So what does this mean for investors? Low rates should support equity valuations and help keep long–term Treasury rates from rising too aggressively. In addition, higher levels of deal activity and higher capital spending levels also tend to act as tailwinds for equity markets. You can read more about my economic outlook in my latest Investment Directions monthly market commentary.
Market Realist – Wage growth could cause rates to rise.

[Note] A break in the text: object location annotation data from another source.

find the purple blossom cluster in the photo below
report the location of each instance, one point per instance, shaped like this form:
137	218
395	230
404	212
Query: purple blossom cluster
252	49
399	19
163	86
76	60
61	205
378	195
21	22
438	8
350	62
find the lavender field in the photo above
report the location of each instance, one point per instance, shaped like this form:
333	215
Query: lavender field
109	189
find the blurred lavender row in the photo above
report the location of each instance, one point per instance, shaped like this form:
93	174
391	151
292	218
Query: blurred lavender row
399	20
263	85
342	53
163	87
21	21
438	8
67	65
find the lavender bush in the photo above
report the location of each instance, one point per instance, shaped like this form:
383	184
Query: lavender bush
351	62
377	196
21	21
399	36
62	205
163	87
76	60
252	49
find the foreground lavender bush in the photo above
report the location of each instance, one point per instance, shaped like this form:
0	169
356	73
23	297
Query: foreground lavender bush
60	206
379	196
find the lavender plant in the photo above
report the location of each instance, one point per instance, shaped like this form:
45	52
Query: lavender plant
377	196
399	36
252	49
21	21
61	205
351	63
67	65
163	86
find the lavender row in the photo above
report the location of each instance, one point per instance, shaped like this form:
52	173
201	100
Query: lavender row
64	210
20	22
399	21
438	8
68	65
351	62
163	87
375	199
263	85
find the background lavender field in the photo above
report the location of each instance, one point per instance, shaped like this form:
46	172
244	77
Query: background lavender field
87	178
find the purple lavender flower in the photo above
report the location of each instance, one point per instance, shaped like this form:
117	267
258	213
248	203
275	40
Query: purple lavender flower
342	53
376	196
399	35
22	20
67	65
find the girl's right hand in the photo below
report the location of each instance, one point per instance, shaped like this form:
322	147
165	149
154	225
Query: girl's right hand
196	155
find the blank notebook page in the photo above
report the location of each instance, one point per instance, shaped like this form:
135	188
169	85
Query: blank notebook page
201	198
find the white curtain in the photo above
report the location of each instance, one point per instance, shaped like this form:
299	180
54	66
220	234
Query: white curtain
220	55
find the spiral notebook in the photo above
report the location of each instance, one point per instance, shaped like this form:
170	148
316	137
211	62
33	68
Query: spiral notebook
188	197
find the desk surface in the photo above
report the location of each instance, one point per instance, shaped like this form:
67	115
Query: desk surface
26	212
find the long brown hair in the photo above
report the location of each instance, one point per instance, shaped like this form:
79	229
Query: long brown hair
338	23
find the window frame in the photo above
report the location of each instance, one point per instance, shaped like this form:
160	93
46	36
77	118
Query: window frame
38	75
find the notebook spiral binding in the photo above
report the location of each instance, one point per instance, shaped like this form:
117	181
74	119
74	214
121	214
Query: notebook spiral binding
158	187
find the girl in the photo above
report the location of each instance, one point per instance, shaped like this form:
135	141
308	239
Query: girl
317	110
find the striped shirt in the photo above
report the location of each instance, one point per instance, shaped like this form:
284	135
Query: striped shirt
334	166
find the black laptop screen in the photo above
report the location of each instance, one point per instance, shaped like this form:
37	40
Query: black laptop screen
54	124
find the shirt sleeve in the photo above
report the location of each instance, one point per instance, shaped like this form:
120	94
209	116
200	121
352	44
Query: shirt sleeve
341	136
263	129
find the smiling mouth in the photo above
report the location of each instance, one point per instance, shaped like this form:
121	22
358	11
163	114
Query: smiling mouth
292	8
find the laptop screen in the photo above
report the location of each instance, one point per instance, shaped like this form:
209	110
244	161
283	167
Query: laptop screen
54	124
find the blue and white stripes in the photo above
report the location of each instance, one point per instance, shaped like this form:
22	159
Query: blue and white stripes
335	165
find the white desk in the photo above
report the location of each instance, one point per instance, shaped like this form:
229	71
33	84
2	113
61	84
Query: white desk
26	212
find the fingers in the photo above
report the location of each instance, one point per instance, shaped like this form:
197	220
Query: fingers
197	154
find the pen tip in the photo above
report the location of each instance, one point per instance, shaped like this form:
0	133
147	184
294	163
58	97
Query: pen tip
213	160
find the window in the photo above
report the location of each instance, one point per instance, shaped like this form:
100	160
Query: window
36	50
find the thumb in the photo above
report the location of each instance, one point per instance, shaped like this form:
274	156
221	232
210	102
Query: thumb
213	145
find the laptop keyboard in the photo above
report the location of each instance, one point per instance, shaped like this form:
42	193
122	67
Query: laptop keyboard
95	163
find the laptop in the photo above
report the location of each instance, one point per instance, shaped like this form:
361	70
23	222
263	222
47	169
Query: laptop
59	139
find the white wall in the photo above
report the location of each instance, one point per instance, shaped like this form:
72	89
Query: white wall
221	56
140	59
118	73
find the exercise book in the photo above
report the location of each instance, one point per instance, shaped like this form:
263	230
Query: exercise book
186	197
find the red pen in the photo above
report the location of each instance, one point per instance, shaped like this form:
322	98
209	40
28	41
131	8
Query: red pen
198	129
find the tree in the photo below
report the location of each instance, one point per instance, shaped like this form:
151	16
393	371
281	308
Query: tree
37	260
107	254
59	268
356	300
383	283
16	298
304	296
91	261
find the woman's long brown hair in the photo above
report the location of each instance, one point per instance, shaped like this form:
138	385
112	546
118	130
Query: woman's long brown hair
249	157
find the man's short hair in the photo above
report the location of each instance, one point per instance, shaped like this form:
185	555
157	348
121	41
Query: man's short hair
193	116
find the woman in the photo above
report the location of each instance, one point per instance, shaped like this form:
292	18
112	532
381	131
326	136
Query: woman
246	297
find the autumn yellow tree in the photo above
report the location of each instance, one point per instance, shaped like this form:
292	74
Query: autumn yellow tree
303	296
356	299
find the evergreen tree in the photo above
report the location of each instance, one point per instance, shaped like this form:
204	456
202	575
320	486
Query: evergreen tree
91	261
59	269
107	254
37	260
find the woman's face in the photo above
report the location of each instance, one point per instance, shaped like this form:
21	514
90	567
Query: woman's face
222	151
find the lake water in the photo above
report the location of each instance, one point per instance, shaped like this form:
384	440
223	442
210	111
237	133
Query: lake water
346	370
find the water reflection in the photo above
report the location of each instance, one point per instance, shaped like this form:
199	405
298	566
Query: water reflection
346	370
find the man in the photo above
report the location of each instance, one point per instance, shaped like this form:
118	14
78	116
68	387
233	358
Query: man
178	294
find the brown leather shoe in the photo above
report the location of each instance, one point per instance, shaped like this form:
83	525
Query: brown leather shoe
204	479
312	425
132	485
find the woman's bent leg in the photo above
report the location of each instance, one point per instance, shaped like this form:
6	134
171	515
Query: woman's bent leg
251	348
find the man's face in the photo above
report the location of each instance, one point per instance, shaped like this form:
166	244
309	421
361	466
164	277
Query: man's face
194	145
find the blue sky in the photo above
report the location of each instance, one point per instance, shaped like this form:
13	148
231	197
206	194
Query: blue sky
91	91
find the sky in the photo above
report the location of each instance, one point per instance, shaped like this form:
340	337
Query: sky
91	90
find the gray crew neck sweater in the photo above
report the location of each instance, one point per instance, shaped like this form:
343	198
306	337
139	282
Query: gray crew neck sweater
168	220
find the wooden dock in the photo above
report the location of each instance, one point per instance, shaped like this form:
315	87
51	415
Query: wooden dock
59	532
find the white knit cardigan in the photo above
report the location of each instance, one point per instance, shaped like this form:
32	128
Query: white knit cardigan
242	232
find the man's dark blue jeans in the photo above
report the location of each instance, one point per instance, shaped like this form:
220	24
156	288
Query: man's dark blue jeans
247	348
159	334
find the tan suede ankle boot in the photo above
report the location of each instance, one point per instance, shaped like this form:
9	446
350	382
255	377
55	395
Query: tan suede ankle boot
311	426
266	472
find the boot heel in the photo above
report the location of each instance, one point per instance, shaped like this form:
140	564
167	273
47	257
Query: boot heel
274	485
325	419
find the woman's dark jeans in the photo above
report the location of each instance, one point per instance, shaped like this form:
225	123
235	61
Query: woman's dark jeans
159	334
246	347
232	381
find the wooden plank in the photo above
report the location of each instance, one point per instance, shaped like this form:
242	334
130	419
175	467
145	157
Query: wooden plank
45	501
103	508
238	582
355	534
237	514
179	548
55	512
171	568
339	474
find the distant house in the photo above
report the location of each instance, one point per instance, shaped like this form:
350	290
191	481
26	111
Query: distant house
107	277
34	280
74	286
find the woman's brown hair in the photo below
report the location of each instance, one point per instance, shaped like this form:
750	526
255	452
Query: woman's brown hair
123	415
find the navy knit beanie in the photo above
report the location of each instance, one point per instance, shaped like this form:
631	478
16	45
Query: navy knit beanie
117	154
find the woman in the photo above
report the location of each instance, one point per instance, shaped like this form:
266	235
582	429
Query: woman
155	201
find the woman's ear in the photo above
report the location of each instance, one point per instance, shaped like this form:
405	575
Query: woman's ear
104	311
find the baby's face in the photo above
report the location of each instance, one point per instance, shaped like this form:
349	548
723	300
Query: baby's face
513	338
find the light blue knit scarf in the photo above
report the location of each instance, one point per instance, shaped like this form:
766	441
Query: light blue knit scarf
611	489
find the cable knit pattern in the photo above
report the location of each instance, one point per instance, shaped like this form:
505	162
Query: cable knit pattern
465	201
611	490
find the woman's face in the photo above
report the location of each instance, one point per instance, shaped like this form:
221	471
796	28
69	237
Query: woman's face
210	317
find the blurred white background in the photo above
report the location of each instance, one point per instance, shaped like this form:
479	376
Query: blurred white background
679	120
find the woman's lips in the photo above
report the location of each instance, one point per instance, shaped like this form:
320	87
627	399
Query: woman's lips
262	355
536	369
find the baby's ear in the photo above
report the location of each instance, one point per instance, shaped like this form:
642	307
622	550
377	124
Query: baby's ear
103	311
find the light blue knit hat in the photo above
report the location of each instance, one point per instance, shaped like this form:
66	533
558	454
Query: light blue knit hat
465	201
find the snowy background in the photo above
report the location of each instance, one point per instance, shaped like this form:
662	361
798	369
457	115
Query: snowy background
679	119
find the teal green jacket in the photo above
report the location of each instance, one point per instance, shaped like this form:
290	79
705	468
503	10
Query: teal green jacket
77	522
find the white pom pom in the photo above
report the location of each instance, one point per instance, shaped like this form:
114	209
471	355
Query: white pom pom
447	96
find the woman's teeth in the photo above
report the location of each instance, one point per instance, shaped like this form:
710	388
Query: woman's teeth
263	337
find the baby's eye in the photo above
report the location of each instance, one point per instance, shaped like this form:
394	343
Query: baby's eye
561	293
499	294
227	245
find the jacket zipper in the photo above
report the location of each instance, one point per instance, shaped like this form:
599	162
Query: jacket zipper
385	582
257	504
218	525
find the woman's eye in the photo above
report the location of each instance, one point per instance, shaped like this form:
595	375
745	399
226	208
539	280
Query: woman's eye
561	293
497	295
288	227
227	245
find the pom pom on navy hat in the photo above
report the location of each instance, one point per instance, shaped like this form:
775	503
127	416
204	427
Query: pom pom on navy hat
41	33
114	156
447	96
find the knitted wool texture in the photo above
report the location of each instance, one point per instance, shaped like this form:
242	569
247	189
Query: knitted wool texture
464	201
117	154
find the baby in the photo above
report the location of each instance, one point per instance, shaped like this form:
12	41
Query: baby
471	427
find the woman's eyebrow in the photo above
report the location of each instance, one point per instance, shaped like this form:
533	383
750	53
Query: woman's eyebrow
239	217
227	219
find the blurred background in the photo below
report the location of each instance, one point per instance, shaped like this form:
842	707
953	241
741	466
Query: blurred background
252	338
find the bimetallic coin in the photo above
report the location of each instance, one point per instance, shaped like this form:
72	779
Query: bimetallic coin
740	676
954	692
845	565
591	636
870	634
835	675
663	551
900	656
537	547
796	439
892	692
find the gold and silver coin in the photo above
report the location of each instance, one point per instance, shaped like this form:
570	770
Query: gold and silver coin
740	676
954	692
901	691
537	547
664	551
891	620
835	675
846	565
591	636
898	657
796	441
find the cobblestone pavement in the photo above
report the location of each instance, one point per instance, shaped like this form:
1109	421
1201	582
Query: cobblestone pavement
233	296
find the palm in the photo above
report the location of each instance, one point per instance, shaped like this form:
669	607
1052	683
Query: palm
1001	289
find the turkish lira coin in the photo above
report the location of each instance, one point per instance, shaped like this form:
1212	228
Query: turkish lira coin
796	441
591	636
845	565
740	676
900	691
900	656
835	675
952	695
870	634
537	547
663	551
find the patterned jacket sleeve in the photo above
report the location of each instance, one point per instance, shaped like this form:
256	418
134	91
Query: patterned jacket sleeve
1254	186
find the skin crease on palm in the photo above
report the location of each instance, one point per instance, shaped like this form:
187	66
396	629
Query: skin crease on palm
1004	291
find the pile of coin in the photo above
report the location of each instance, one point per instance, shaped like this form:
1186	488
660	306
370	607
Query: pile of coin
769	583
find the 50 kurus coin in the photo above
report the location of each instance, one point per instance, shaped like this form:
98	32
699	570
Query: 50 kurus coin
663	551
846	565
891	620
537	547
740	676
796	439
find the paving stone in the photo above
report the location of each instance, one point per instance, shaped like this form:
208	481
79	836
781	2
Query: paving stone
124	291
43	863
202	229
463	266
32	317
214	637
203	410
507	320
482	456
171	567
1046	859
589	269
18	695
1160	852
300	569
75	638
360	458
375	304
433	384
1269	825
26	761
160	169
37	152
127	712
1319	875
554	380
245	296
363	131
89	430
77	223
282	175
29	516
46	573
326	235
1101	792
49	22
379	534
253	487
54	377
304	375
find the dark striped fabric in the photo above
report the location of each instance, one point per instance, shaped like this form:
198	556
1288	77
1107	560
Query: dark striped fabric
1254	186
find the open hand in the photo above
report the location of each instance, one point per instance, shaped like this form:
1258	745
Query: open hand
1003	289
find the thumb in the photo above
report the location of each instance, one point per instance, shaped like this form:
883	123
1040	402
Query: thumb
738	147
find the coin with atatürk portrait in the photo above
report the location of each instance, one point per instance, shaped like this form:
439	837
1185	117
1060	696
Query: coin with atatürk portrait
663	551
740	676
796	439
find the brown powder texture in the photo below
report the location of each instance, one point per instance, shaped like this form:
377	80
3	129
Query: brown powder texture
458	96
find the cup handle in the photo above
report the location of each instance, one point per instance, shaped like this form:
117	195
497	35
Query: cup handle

The graph above compares the yields of ten-year Treasuries (IEF) and investment-grade corporate bonds (LQD)—including those rated Aaa and Baa by Moody’s. Currently, the Treasury yield is 2.3%. It has been driven down by the Fed’s bond buying program. Long-dated Treasuries worth $1.7 trillion were bought in the third round of quantitative easing, or QE3, alone.
The US gross domestic product, or GDP, has seen the best back-to-back quarters, in terms of growth, since 2003. The US GDP grew by 4.6% in 2Q14. It grew by 3.9% in 3Q14. Despite this, Treasury (TLT) yields remain low. However, international Treasury yields are even lower. German and Japanese Treasuries had yields of less than 1%. The British gilt is trading just under 2%.
Unless there’s wage growth, rates could continue to remain the same for some time. A hike in wage rates could boost consumption and encourage individuals outside the labor force to join. This will increase disposable income. This could get inflation going. It would prompt the Fed to hike rates.